Nun kam der Herbst; alle Störche begannen sich zu sammeln, um fort nach den warmen Ländern zu ziehen, während wir Winter haben. Das war ein Leben! Über Wälder und Dörfer mussten sie, nur um zu sehen, wie sie fliegen könnten, denn es war ja eine große Reise, die ihnen bevorstand. Die jungen Störche machten ihre Sache so brav, dass sie "Ausgezeichnet gut mit Frosch und Schlange" erhielten. Das war das allerbeste Zeugnis, und den Frosch und die Schlange konnten sie essen; das taten sie auch.
"Nun wollen wir Rache haben!" sagten sie.
"Ja gewiss!" sagte die Storchmutter. "Was ich mir ausgedacht, ist gerade das Richtige! Ich weiß, wo der Teich ist, in welchem alle die kleinen Menschenkinder liegen, bis der Storch kommt und sie den Eltern bringt. Die niedlichen kleinen Kinder schlafen und träumen so lieblich, wie sie später nie mehr träumen.

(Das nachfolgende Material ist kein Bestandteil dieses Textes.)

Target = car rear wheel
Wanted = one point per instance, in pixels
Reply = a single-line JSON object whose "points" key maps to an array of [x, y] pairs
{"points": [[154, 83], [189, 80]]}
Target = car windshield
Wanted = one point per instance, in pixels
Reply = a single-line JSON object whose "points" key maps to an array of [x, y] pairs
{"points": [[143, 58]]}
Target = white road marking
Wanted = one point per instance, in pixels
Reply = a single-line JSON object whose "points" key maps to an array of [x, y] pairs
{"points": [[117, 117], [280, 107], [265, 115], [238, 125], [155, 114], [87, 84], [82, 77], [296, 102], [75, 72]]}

Alle Eltern wollen gern solch ein kleines Kind haben, und alle Kinder wollen eine Schwester oder einen Bruder haben. Nun wollen wir nach dem Teiche hinfliegen, eins für jedes der Kinder zu holen, welche nicht das böse Lied gesungen und die Störche zum Besten gehabt!"
"Aber der, welcher zu singen angefangen, der schlimme, hässliche Knabe", schrieen die jungen Störche, "was machen wir mit ihm?"
"Da liegt im Teiche ein kleines totes Kind, das hat sich tot geträumt, das wollen wir für ihn nehmen, dann muss er weinen, weil wir ihm einen toten kleinen Bruder gebracht haben; aber dem guten Knaben - ihn habt ihr doch nicht vergessen, ihn, der da sagte, es sei Sünde, die Tiere zum Besten zu haben? - ihm wollen wir sowohl einen Bruder als eine Schwester bringen, und da der Knabe Peter hieß, so sollt ihr allesamt Peter heißen!"
Und es geschah, wie sie sagte, und so hießen alle Störche Peter, und so werden sie noch genannt.